# Best Cushion/Spring Hitches



## Hokelund Farm (Feb 4, 2014)

I bought a round bale wagon and at the moment only have a 1/2 ton pickup to pull it with. Thinking about looking for a cushion hitch to smooth out the pulling a little bit.

I few truck guys have suggested a brand but it's $510. It won't be getting used real often.

Any recommendations for a decent hitch?


----------



## HayMike (Mar 22, 2011)

Schuck. Good hitches, good service on parts.


----------



## endrow (Dec 15, 2011)

And when you get one get a lock for on the receiver Pin . That may and may not help I was at one of those Ritchie Brothers Auctions somebody cut the lock off the receiver pin stold our cushion hitch.


----------



## swmnhay (Jun 13, 2008)

I was thinking about this one.

http://www.phmfg.com/pdf/bumperbroc.pdf


----------



## paoutdoorsman (Apr 23, 2016)

endrow said:


> And when you get one get a lock for on the receiver Pin . That may and may not help I was at one of those Ritchie Brothers Auctions somebody cut the lock off the receiver pin stold our cushion hitch.


Wow. Gotta wonder how that worked. Not a lot of room by the pin box for a sawzall blade to run. And who's carrying one of those around with them at the auction anyway.


----------



## somedevildawg (Jun 20, 2011)

paoutdoorsman said:


> Wow. Gotta wonder how that worked. Not a lot of room by the pin box for a sawzall blade to run. And who's carrying one of those around with them at the auction anyway.

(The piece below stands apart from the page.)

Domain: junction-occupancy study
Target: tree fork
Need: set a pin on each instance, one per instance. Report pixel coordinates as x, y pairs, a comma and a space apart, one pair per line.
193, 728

Thieves....don't forget they make those handy/dandy 18v lithium portabands nowadays


----------



## somedevildawg (Jun 20, 2011)

I'll check on the name on mine.....looks like a standard hitch but has rubber in the pin hole to cushion....think it was about $80


----------



## Hokelund Farm (Feb 4, 2014)

Thanks for the feeback.

https://genyhitch.com/shop/16k-adjustable-torsion-drop-hitch/

This is the one suggested to me. But again, $500+


----------



## swmnhay (Jun 13, 2008)

The standard reciever on a pickup is rated for squat compared to what a guy tends to pull with them.I used to have a Hawes. Hitch that was bolted to bumper and frame but I think they went out of business.Had springs and a swinging drawbar and reasonably priced.ive seen a few listed on sale bills and should of bought them but I didn't go to the auctions.


----------